Wczoraj na komisji przestrzennej Rady Dzielnicy spytaliśmy urzędników – czy znajdą się w przyszłym roku pieniądze na remont kładki na Rakowcu nad torami kolejowymi? Kładka znajduje się na przedłużeniu ulicy Sąchockiej i od lat łączy Rakowiec z osiedlem przy 1 Sierpnia. Choć jest znaczącym ułatwieniem dla pieszych, to znajduje się w fatalnym stanie.
Od naczelnika Wydziału Infrastruktury dostaliśmy jasną odpowiedź: kładka będzie rozebrana. Jest w złym stanie i… nie da się jej naprawić. PKP zamierza ją zdemontować, a dzielnica nie podejmuje żadnych starań, żeby powstała w tym miejscu nowa. Kładka jest rzekomo niepotrzebna (!), jest na niej mały ruch, a poza tym to teren PKP, więc dzielnica nie czuje się odpowiedzialna.

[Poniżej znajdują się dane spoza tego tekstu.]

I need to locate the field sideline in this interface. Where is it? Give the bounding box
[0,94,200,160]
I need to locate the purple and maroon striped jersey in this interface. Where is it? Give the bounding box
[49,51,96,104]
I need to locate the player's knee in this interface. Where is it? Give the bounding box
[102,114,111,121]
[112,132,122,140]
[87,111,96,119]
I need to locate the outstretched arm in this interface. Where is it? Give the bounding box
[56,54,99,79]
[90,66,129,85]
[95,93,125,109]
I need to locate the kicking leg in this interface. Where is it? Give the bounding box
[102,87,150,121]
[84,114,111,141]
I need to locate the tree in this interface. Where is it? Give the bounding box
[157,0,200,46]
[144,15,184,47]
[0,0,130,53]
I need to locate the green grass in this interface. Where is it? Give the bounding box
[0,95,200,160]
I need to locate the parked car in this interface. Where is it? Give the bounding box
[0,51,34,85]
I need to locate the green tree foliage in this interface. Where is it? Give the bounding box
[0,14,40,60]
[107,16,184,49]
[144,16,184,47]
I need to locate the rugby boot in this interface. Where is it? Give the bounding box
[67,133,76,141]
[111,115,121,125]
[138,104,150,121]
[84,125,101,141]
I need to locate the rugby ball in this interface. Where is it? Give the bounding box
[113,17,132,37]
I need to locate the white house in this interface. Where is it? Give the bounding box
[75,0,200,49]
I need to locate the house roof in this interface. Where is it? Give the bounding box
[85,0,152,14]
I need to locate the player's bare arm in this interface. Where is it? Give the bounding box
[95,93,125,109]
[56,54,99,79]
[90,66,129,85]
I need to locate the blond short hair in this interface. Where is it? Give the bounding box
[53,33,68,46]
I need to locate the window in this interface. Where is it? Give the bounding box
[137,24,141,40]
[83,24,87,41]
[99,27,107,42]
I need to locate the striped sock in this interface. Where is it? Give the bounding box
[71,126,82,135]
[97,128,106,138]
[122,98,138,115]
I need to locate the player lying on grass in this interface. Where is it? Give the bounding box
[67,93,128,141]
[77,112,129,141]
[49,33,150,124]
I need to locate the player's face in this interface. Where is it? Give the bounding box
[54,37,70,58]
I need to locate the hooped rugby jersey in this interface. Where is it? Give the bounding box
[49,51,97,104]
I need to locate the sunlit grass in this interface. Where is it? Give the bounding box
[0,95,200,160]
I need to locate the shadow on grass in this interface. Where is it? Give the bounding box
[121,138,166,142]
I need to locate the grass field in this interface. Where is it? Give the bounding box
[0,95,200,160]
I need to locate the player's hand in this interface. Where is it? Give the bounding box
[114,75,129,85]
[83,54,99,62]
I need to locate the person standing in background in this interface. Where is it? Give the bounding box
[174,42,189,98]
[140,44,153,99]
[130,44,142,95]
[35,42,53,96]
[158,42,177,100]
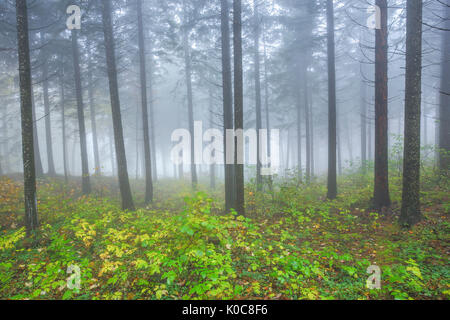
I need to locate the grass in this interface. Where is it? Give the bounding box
[0,170,450,299]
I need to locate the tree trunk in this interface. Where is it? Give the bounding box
[327,0,337,199]
[72,30,91,195]
[233,0,245,215]
[253,3,262,191]
[88,44,101,175]
[439,5,450,175]
[373,0,391,210]
[209,89,216,190]
[147,41,158,181]
[303,66,311,184]
[41,33,56,176]
[220,0,235,213]
[16,0,38,236]
[31,82,44,177]
[360,71,367,174]
[183,26,198,190]
[59,64,68,184]
[136,0,153,204]
[102,0,134,210]
[400,0,423,226]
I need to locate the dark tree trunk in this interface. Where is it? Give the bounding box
[303,67,311,183]
[360,73,367,174]
[439,5,450,175]
[41,39,56,176]
[209,89,216,190]
[327,0,337,199]
[233,0,245,215]
[220,0,235,213]
[88,45,101,175]
[253,3,262,191]
[400,0,423,226]
[3,108,10,174]
[183,26,198,190]
[59,66,68,184]
[373,0,391,210]
[147,41,158,181]
[136,0,153,204]
[102,0,134,210]
[16,0,38,236]
[31,83,44,177]
[72,30,91,194]
[296,92,303,182]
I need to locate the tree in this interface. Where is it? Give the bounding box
[233,0,245,215]
[253,1,262,191]
[327,0,337,199]
[72,29,91,195]
[40,32,56,176]
[373,0,391,210]
[439,4,450,174]
[400,0,423,226]
[220,0,235,212]
[87,40,101,175]
[183,8,198,189]
[102,0,134,210]
[16,0,38,236]
[136,0,153,204]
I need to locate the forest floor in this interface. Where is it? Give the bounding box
[0,170,450,299]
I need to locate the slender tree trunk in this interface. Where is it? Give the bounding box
[72,30,91,194]
[233,0,245,215]
[263,25,273,190]
[336,124,342,176]
[297,92,303,182]
[136,0,153,204]
[400,0,423,226]
[16,0,38,236]
[31,83,44,177]
[253,3,262,191]
[41,37,56,176]
[3,108,10,174]
[327,0,337,199]
[59,63,68,184]
[439,2,450,175]
[108,127,116,177]
[209,89,216,190]
[147,41,158,181]
[220,0,235,213]
[373,0,391,210]
[183,26,198,190]
[360,72,367,174]
[303,67,311,183]
[102,0,134,210]
[88,44,101,175]
[309,93,315,180]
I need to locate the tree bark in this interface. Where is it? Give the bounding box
[373,0,391,210]
[253,3,262,191]
[220,0,235,213]
[400,0,423,226]
[16,0,38,236]
[41,33,56,176]
[183,26,198,190]
[88,44,101,175]
[72,30,91,195]
[136,0,153,204]
[102,0,134,210]
[233,0,245,215]
[59,63,68,184]
[439,5,450,175]
[327,0,337,199]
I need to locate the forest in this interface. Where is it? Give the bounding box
[0,0,450,302]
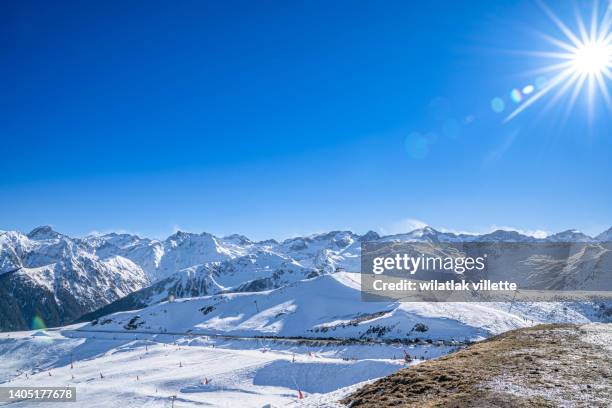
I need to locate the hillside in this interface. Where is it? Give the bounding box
[342,324,612,408]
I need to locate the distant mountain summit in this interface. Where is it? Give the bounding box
[0,226,612,330]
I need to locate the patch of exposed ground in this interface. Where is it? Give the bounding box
[341,324,612,408]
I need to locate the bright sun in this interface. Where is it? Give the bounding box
[505,0,612,122]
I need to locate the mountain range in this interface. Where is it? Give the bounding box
[0,226,612,331]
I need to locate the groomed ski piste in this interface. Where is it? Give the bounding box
[0,272,603,407]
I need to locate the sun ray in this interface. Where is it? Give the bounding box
[574,3,589,43]
[504,68,573,122]
[504,1,612,122]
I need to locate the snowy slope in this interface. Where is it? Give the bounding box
[0,227,610,329]
[0,227,149,330]
[79,272,608,342]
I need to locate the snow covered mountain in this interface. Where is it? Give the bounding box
[0,227,612,330]
[0,227,149,330]
[82,272,606,342]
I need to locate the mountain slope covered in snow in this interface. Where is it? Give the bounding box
[0,227,611,330]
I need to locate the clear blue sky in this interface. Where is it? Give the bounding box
[0,0,612,239]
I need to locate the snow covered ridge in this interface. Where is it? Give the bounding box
[0,226,612,330]
[80,272,612,344]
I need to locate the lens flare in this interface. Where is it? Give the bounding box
[505,1,612,122]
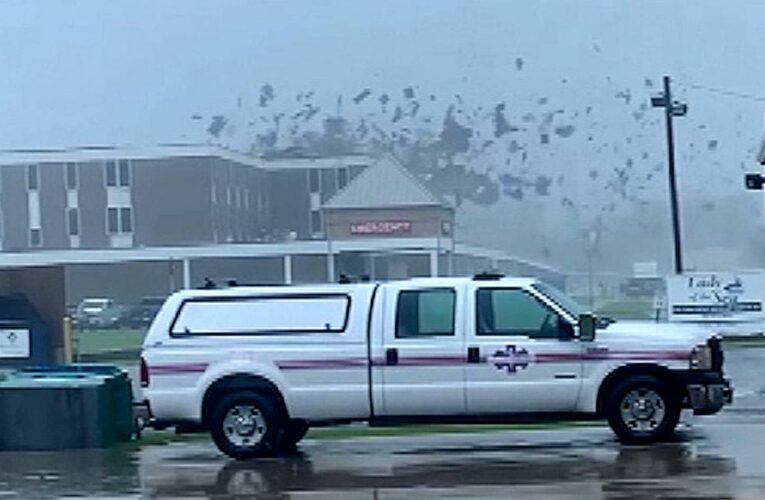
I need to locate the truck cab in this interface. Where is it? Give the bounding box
[142,275,731,458]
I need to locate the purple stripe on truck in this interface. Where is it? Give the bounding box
[149,363,208,375]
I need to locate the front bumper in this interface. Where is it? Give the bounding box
[687,379,733,415]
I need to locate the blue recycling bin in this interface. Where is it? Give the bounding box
[0,295,55,367]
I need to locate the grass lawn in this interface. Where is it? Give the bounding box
[595,299,656,320]
[74,329,146,357]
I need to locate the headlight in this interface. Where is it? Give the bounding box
[689,344,712,370]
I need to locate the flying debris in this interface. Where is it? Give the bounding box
[353,89,372,104]
[207,115,227,137]
[259,83,274,108]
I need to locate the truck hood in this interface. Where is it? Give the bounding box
[595,321,715,349]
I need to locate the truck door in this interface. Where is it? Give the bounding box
[372,283,466,416]
[466,285,582,414]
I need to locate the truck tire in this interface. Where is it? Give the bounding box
[281,420,308,452]
[605,375,680,444]
[210,391,284,460]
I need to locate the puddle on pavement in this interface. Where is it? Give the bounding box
[0,429,748,498]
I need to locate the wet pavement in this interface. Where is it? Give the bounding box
[0,349,765,499]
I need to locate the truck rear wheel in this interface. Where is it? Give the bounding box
[605,375,680,444]
[210,392,284,460]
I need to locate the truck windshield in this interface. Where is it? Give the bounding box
[532,282,587,318]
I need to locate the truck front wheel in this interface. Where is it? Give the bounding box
[605,375,680,444]
[210,392,283,460]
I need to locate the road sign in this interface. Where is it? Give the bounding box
[667,271,765,322]
[0,328,30,359]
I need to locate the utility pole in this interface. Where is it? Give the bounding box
[651,76,688,274]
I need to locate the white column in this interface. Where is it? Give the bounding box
[183,259,191,290]
[284,255,292,285]
[430,250,438,278]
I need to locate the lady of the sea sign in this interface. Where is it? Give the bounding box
[667,271,765,321]
[0,328,30,359]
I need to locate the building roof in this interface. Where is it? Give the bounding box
[323,156,446,209]
[0,143,263,167]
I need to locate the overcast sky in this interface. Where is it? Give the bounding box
[0,0,765,148]
[0,0,765,274]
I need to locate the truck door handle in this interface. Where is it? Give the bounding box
[468,347,481,363]
[385,347,398,365]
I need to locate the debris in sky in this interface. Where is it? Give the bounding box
[616,89,632,104]
[353,89,372,104]
[392,106,404,123]
[207,115,227,137]
[534,175,552,196]
[494,102,518,138]
[554,125,574,138]
[440,105,473,154]
[259,83,274,108]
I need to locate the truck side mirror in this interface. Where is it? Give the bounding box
[579,313,597,342]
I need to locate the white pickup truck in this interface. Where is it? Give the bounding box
[141,275,732,459]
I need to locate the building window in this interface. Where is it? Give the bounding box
[308,168,321,193]
[105,161,117,187]
[118,160,130,187]
[66,163,79,191]
[120,207,133,233]
[337,167,348,190]
[27,165,40,191]
[106,207,133,234]
[29,227,42,247]
[311,210,322,234]
[66,208,80,236]
[106,160,130,187]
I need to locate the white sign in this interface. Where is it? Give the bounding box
[0,328,30,358]
[667,271,765,321]
[632,261,659,278]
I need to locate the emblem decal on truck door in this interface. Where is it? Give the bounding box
[487,345,534,373]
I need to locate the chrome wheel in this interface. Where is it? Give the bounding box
[619,388,667,434]
[223,404,268,447]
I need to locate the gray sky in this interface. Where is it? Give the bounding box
[0,0,765,272]
[0,0,765,148]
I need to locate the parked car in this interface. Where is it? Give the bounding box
[75,298,123,330]
[125,297,165,328]
[140,275,732,459]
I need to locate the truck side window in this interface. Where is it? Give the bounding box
[396,288,456,338]
[476,288,560,338]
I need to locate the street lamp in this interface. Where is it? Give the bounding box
[651,76,688,274]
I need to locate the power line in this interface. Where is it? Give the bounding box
[681,81,765,102]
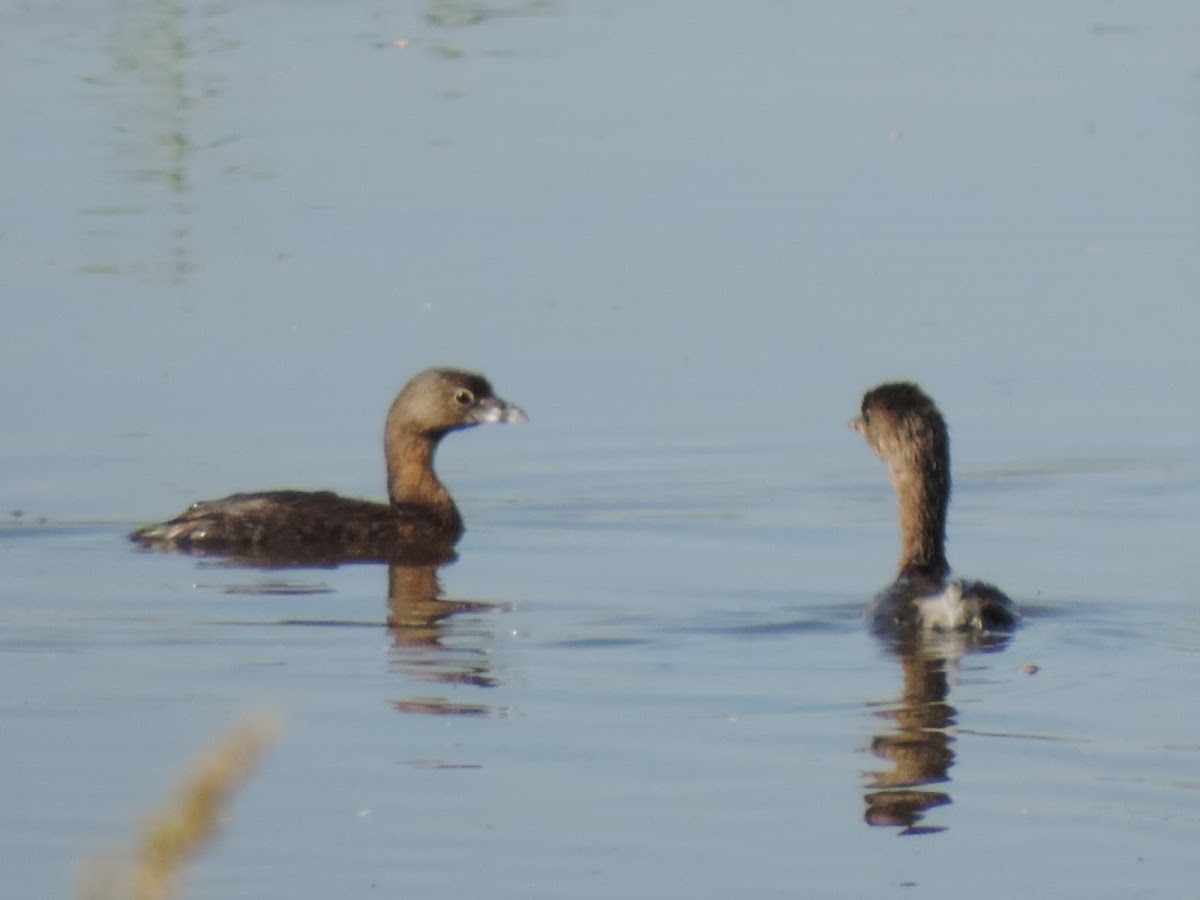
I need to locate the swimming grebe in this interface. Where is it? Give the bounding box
[130,368,527,562]
[853,382,1020,632]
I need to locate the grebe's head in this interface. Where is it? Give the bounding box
[851,382,949,467]
[388,368,529,438]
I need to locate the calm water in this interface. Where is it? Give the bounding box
[0,0,1200,900]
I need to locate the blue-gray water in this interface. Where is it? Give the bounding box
[0,0,1200,900]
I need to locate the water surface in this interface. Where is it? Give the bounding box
[0,1,1200,899]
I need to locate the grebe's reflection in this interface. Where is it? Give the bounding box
[202,552,509,716]
[863,634,1008,834]
[388,563,508,716]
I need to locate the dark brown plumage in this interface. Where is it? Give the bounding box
[130,368,526,564]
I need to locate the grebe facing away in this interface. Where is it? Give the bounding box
[853,382,1020,634]
[130,368,527,563]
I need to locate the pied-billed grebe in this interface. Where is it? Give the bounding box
[853,382,1019,632]
[130,368,527,562]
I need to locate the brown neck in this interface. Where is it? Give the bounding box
[892,458,950,578]
[384,427,462,528]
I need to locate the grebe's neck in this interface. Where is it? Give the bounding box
[384,422,462,528]
[888,442,950,578]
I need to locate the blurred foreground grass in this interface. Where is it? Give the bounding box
[79,713,280,900]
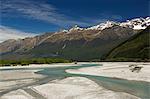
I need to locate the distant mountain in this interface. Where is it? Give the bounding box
[0,18,150,61]
[106,26,150,61]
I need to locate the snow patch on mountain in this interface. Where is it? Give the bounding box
[120,17,150,30]
[87,21,117,30]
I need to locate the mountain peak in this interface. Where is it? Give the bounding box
[120,17,150,30]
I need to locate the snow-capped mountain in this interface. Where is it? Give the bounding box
[120,17,150,30]
[63,17,150,32]
[87,21,118,30]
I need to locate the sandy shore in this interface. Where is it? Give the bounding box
[66,62,150,82]
[0,63,78,70]
[1,77,139,99]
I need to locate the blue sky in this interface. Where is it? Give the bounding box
[0,0,150,34]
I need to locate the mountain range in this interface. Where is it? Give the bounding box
[0,17,150,61]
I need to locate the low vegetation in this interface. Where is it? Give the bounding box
[106,27,150,61]
[0,58,71,66]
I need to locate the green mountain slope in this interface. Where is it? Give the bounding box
[106,27,150,61]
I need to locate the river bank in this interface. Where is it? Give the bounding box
[66,62,150,82]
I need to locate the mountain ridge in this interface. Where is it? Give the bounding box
[0,18,150,61]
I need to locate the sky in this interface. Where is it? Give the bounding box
[0,0,150,42]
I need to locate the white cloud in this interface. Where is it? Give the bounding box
[1,0,87,26]
[0,26,36,43]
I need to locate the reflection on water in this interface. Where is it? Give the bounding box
[0,64,150,99]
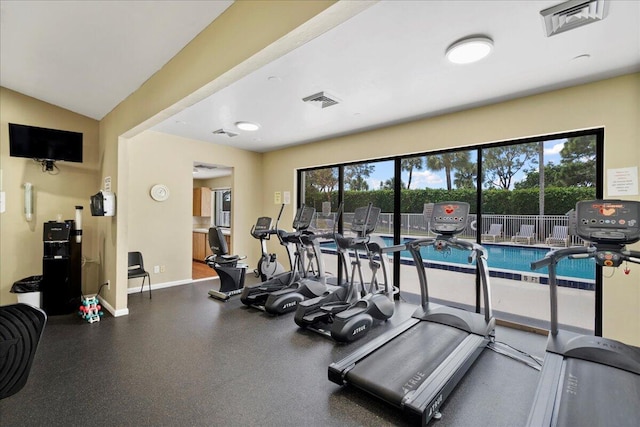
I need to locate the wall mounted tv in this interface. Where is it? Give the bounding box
[9,123,82,170]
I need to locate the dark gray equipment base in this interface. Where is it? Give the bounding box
[0,304,47,399]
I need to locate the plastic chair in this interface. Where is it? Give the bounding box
[511,224,536,245]
[0,304,47,404]
[127,252,151,298]
[545,225,569,247]
[480,224,502,243]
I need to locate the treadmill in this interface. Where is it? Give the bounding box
[329,202,495,425]
[527,200,640,427]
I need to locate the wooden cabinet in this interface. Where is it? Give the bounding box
[192,232,215,262]
[193,187,211,216]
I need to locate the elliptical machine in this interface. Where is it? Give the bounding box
[295,203,395,342]
[251,204,285,282]
[264,204,344,314]
[240,205,315,310]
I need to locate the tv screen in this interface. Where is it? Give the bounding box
[9,123,82,163]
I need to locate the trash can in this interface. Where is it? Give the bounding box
[11,276,42,308]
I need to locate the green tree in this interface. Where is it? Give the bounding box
[344,163,376,191]
[453,160,478,189]
[560,135,596,187]
[482,142,538,190]
[304,168,338,200]
[380,177,406,190]
[400,157,424,189]
[427,151,470,191]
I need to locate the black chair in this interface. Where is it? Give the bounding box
[0,304,47,399]
[204,227,246,301]
[127,252,151,298]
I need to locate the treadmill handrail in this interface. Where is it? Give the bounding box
[400,236,493,322]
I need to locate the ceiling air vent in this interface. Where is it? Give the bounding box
[194,163,218,170]
[212,129,238,138]
[540,0,606,37]
[302,92,340,108]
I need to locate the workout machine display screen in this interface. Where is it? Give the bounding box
[253,216,272,233]
[293,206,316,231]
[351,206,381,234]
[576,200,640,245]
[431,202,470,235]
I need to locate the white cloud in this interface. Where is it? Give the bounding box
[544,142,564,155]
[404,170,444,189]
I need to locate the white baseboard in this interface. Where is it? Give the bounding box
[98,276,219,317]
[127,277,218,294]
[98,295,129,317]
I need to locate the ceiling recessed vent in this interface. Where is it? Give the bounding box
[302,92,340,108]
[540,0,606,37]
[212,129,238,138]
[194,163,218,170]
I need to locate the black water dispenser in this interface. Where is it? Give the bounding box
[40,220,82,315]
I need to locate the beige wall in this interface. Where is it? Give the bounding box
[0,87,101,304]
[99,1,338,316]
[127,131,263,288]
[262,74,640,345]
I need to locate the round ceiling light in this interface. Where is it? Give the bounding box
[236,122,260,132]
[446,37,493,64]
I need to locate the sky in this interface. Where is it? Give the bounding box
[367,139,566,190]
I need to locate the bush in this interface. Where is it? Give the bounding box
[306,187,596,215]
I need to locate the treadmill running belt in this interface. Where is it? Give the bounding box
[346,322,469,406]
[556,358,640,427]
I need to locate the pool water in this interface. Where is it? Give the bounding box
[323,237,596,280]
[420,244,596,280]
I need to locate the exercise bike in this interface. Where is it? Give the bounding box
[294,203,395,342]
[251,204,285,282]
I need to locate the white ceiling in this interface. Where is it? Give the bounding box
[0,0,640,163]
[0,0,233,120]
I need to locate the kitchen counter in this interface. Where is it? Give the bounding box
[193,228,231,236]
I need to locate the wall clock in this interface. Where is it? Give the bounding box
[150,184,169,202]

Czy naprawdę jest niepotrzebna?! Jak przyznał sam naczelnik, mieszkańcy co i rusz usuwają barierki, żeby przejść na drugą stronę (barierki postawiono ze względów bezpieczeństwa, żeby „uniemożliwić” przejście). Rzekomo też „bardzo trudno” byłoby zbudować nową kładkę, ze względu na… warunki techniczne. To, co było możliwe do realizacji i potrzebne jeszcze w latach 70., okazuje się w XXI wieku wyzwaniem na miarę załogowego lotu na Marsa.
Przypomnijmy: w zeszłym roku budżet miasta Warszawy zamknął się nadwyżką w wysokości 932 mln złotych. Czy naprawdę naszego miasta nie stać na remont tej kładki?
Pani burmistrz Ochoty Katarzyna Łęgiewicz, przewodnicząca Rady Warszawy (radna z Ochoty) Ewa Malinowska-Grupińska, Renata Kaznowska – Wiceprezydent m.st. Warszawy – czy tak wygląda miasto przyjazne dla pieszych?!